Product Life-Cycle Management (PLM) is a significant marketing concept that refers to the process of managing a product through all stages of its life, from inception, through engineering design and manufacture, to service and disposal. This concept is based on the fact that every product has a limited life and goes through various stages, each requiring different marketing strategies. The primary goals of PLM include reducing time to market, enhancing product quality, cutting prototyping costs, identifying potential sales[2] opportunities, maintaining operational serviceability, and minimizing environmental impacts at the product’s end-of-life. PLM also involves strategies for extending a product’s life cycle, such as advertising[1], market expansion, price reduction, feature addition, and packaging changes. Understanding the characteristics of each stage of the product life cycle, from introduction to decline, is crucial in this process. PLM has been the subject of extensive studies and scholarly work, with various resources available for further understanding.

Terms definitions
1. advertising. Advertising is a form of communication used to inform or persuade an audience, often with the goal of selling a product or service. Its history dates back to ancient civilizations, where Egyptians used papyrus for sales messages, and wall paintings were used in ancient Asia, Africa, and South America for promotional purposes. The medium evolved over time, from print in newspapers to audio-visual and digital mediums, with the rise of mass media and technological advancements. Advertising strategies can vary, aiming to raise awareness or drive sales, and can target different audiences on a local, national, or global scale. Various methods include print, radio, web banners, and television ads, among others. New trends have emerged in the advertising business models, like guerrilla marketing and interactive ads. The role of women in advertising has also been notable, with their insights being valued due to their purchasing power.
2. sales. Sales is a key aspect of business operations that pertains to the selling of goods or services at a defined cost. This process entails the transfer of ownership and agreement on a price. In countries with common law, sales are typically regulated by commercial codes. The individuals involved in executing sales are referred to as salespersons, who play a specialized role in the sales process. Sales is generally seen as the final stage of marketing, implementing the plan into action. It requires persuasion and effort to bring resources into a company. Sales are considered an output of a larger system within an organization, with the sales and marketing processes supplying inputs and outputs to each other. This process is often integrated within the larger business structure in large corporations, with multiple teams focusing on driving profits and success.
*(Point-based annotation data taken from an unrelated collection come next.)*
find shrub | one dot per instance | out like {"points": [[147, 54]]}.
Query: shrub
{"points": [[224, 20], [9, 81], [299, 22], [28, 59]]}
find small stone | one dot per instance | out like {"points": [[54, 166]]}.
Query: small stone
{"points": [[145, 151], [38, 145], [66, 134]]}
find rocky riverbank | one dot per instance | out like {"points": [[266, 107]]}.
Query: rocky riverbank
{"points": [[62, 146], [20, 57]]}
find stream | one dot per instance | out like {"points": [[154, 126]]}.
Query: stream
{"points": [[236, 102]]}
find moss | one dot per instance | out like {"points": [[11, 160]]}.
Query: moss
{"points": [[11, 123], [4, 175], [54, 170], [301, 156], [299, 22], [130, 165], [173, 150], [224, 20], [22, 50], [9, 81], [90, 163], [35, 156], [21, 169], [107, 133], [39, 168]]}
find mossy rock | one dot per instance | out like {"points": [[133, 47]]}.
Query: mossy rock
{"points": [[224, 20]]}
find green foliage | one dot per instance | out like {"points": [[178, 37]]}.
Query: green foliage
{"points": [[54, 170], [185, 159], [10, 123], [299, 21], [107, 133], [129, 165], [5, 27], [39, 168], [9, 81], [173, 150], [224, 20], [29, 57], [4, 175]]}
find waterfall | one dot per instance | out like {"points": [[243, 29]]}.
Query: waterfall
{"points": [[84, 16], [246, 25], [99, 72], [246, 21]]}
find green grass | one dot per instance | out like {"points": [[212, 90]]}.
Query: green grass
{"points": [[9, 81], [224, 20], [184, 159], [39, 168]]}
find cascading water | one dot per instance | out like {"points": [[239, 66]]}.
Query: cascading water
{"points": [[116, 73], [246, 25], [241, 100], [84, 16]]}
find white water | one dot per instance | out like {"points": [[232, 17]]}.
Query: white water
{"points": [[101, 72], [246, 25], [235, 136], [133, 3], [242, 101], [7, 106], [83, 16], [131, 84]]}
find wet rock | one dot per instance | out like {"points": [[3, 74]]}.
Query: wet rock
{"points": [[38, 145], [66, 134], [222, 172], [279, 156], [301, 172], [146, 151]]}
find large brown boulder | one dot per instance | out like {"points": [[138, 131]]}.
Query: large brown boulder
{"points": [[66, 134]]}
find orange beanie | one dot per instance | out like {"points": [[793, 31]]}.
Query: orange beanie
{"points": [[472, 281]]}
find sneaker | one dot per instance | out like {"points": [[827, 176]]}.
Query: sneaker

Product life-cycle management (PLM) is the succession of strategies by business management as a product goes through its life-cycle. The conditions in which a product is sold (advertising, saturation) changes over time and must be managed as it moves through its succession of stages.

A model for the product sales lifecycle, with the assumption of four major phases: introduction, growth, maturity, and decline. Curve of sales as a function of the time of the product on the market. After a plateau in sales at product maturity, a steep decline can follow.